Compute $\lim\limits_{n\to\infty}n^2\left(\left(1+\frac1{n+1}\right)^{n+1}-\left(1+\frac1n\right)^n\right)$

Question

A problem I saw recently is to compute $$\lim_{n\to\infty} n^2 \left(\left(1+\dfrac{1}{n+1}\right)^{n+1}-\left(1+\dfrac{1}{n}\right)^n\right)$$

I thought it would be fun to give this a go but it completely stumped me. I am not aware of any of the standard techniques used to compute $\infty\times (e-e)$ – type limits, bar possibly L'Hôpital's Rule. But I doubt that would be a good idea here, at best it would be ugly. I would appreciate solutions using any methods, the more elegant the better of course. Though I welcome any relevant hints as well if full solutions are discouraged.

Answer 1

Only necessary ingredient: $\log(1+x)=x-\frac12x^2+o(x^2)$ when $x\to0$; in particular, $\frac1x\log(1+x)\to1$ when $x\to0$.

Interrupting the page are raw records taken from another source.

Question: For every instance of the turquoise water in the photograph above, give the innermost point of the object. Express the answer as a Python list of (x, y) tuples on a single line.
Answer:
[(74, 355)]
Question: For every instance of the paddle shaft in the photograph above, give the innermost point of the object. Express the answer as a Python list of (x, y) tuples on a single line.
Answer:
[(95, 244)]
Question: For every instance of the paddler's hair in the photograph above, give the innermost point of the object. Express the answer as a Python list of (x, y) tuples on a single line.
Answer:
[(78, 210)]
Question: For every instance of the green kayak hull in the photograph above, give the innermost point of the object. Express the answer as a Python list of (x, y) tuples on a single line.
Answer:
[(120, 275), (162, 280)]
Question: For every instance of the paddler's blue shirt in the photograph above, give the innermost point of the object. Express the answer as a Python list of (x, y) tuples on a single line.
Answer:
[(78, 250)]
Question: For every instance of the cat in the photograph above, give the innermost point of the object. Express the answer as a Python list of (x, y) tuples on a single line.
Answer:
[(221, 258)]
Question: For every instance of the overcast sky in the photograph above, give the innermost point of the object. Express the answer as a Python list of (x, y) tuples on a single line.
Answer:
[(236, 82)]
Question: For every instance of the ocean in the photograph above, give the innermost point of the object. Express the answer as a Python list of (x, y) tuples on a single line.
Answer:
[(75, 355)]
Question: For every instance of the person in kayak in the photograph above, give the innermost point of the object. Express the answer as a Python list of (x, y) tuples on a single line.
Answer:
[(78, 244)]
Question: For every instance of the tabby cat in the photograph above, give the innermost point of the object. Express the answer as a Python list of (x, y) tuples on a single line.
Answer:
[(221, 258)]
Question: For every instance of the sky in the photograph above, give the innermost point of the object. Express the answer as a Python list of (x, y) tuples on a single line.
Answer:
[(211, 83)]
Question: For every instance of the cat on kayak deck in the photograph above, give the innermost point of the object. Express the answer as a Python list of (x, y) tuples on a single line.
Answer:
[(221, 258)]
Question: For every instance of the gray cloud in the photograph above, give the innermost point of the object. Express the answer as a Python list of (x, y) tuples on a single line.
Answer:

Rewrite this as $$x_n=n^2\left(f\left(\frac1{n+1}\right)-f\left(\frac1n\right)\right)$$ where $$f(x)=\left(1+x\right)^{1/x}$$ Now, $f(x)=\exp\left(\frac1x\log\left(1+x\right)\right)$ hence $$f'(x)=g(x)\frac1{x^2(1+x)}f(x)$$ with $$g(x)=x-(1+x)\log(1+x)$$ When $x\to0$, $\log(1+x)=x-\frac12x^2+o(x^2)$ hence $$g(x)=x-(1+x)\left(x-\frac12x^2+o(x^2)\right)\sim-\frac12x^2$$ Since $f(x)\to e$ when $x\to0$, this yields $$f'(x)\sim-\frac12x^2\cdot\frac1{x^2}\cdot e=-\frac12e$$ hence $$f\left(\frac1{n+1}\right)-f\left(\frac1n\right)\sim-\frac12e\left(\frac1{n+1}-\frac1n\right)\sim\frac12e\frac1{n^2}$$ and finally $$\lim x_n=\frac12e$$